Le conseiller à la sécurité, Bingen Zupiria, a souligné que porter l'appareil sans l'activer constituerait une violation de la réglementation.

À cet égard, la conseillère de la sécurité, Bingen Zupiri, a expliqué que les agents en uniforme qui se sont rendus sur les lieux n'avaient pas activéles caméras corporelles qu'ils portaient, selon les premières vérifications qui ont été faites sur l'affaire.

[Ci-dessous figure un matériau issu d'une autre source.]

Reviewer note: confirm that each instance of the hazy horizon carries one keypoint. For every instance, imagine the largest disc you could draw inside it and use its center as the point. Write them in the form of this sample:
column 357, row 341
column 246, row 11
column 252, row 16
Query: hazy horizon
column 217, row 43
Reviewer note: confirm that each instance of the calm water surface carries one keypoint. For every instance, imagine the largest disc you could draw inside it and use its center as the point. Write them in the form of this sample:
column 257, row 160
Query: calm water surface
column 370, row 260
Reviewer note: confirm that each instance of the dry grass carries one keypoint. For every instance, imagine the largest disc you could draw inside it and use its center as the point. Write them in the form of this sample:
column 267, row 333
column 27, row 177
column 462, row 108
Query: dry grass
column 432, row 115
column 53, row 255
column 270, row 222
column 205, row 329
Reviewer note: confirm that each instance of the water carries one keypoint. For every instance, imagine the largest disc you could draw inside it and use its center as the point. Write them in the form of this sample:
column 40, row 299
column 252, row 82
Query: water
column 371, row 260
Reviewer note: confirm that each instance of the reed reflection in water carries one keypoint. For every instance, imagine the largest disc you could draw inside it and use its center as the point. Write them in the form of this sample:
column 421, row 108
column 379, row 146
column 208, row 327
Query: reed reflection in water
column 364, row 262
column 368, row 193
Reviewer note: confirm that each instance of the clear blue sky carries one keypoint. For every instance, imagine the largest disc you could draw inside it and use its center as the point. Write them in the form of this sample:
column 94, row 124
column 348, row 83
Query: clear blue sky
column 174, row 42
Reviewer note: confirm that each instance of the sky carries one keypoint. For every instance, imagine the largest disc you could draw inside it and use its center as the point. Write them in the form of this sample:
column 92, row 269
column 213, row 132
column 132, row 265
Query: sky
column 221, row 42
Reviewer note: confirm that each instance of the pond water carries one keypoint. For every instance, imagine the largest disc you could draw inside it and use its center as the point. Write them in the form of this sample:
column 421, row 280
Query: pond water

Zupiria s'est présenté ce mercredi devant la Commission de Sécurité du Parlement Basque pour rendre compte de l'incident, porté à la connaissance de l'Ertzaintza le 25 février dernier à la suite d'une plainte déposée par une femme, arrêtée ce soir-là à Sestao.

Le Conseiller a rappelé que la Justice et la Direction des Affaires Internes de l'Ertzaintza ont ouvert une enquête qui recueille « toutes les informations nécessaires » .

Selon Zupiria, dans le cadre des festivités carnavalesques, deux Ertzainas, en civil et dans une voiture sans badge policier, « ont eu une altercation avec des citoyens et ont fait usage de la force » contre deux personnes qui auraient heurté le véhicule dans lequel se trouvaient auparavant les Ertzainas.

Par la suite, trois personnes ont été arrêtées pour un délit présumé d'attentat contre un agent de l'autorité : la femme, son fils et un ami qui avaient dénoncé les agissements de la police. Les personnes arrêtées ont été transférées dans un centre de santé avant d'être transférées dansles locaux de la police, dont l'une a été hospitalisée pour des blessures à un testicule.

L'Ertzaintza, après avoir examiné les images recueillies par les caméras de sécurité de la région, a confié l'enquête à la Direction des affaires intérieures pour avoir détecté d'éventuelles irrégularités.

L'enquête, toujours en cours, conclut que la patrouille en uniforme qui s'est rendue sur place à la suite d'une altercation entre les Ertzainas en civil et ces trois personnes n'a pas activé les caméras corporelles. Zupiria insiste sur le fait que, si cela était vérifié, la réglementation serait violée. Dans le cas des Ertzainas en civil, ils n'avaient pas de caméra, car dans ces cas, elle n'est pas obligatoire.